17 February 2008 2,096 views No Comment

To the smoke yesterday to meet up and interview Mark Norton and Mike Warry of the Think Farm design team. Mark was responsible for the superb graphics that featured on the backdrop screen at the O2 show. Both offered an illuminating insight into the creative process that led to the hugely impressive production seen on the night. Their exclusive thoughts will form part of the extensive 02 aftermath coverage in the next Tight But Loose magazine. Be sure not to miss it.

Research into various Zeppelin topics also led me back to the Physical Graffiti album this last week. When February comes around, my mind often drifts off to thoughts of the arrival of said album back in 1975. Its impact 33 years on is no less impressive than it was back then.

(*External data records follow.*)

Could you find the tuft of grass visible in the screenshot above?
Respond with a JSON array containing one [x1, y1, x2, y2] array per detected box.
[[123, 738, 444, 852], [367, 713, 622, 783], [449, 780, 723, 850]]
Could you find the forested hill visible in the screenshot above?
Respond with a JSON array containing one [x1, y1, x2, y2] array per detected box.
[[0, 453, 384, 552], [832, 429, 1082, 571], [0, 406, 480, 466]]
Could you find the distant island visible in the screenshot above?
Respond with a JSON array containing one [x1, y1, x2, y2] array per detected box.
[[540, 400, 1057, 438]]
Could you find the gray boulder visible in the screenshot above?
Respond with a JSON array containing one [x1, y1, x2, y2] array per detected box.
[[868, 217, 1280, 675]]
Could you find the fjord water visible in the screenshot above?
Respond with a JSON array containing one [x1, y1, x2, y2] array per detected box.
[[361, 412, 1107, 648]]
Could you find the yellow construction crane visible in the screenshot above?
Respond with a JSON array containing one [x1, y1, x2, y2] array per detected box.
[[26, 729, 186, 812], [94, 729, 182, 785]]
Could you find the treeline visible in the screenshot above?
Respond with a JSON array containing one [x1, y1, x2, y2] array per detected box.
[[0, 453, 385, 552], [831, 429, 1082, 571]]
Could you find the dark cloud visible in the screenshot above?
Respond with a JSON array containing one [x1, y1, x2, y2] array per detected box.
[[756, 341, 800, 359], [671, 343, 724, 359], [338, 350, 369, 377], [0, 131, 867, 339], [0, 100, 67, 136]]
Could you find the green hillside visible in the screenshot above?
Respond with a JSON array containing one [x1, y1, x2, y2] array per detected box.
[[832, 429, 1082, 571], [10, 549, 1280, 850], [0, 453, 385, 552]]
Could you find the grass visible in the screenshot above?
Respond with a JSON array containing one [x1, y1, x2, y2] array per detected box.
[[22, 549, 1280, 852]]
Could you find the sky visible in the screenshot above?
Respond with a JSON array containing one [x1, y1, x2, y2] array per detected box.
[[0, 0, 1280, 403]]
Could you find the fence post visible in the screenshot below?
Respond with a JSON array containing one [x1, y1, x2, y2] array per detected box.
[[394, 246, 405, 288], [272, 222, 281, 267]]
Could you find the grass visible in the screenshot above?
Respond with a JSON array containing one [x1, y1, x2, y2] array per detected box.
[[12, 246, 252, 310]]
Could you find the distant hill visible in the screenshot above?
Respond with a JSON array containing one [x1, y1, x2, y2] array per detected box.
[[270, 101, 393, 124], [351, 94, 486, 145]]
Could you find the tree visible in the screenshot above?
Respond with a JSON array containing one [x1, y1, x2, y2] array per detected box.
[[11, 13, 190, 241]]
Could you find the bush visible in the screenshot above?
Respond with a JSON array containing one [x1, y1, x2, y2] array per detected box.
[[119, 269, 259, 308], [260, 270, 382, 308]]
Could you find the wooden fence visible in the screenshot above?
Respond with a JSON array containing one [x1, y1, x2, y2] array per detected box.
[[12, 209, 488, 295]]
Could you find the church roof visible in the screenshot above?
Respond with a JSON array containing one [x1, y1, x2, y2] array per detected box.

In particular those outtakes that surfaced in 1997 – it’s a while back since I played those tracks and they sound amazing – the renditions of the undubbed Custard Pie and Trampled Underfoot display a raw and unnerving confidence, as does that untitled instrumental jam on the Tangible Vandalism bootleg album which is sometimes described as an early Hot’s On For Nowhere outtake. It does include variants on the riff of that track as well as Candy Store Rock. The syncopation of Bonzo’s drumming is just incredible – as is of course the whole of side three of the original double album which has also been high on the play list. On this Valentines Day may I make the point that the whole sequence of songs on side three from In The Light through to Ten Years Gone offers more pure romanticism than any number of Phil Collins or Barry White waxings. Play that as you sit at the candle lit table tonight and see the results…!

For me that whole record is the most complete one stop summary of what made Led Zeppelin great.

So dig the Physical Graffiti album out again and I’m sure you’ll agree that they remain as the renowned NME scribe Nick Kent noted in his review at the time “Quintessential doyens of the kamikaze dissbuster game….”

Which may not be the most romantic a description but one that remains most appropriate.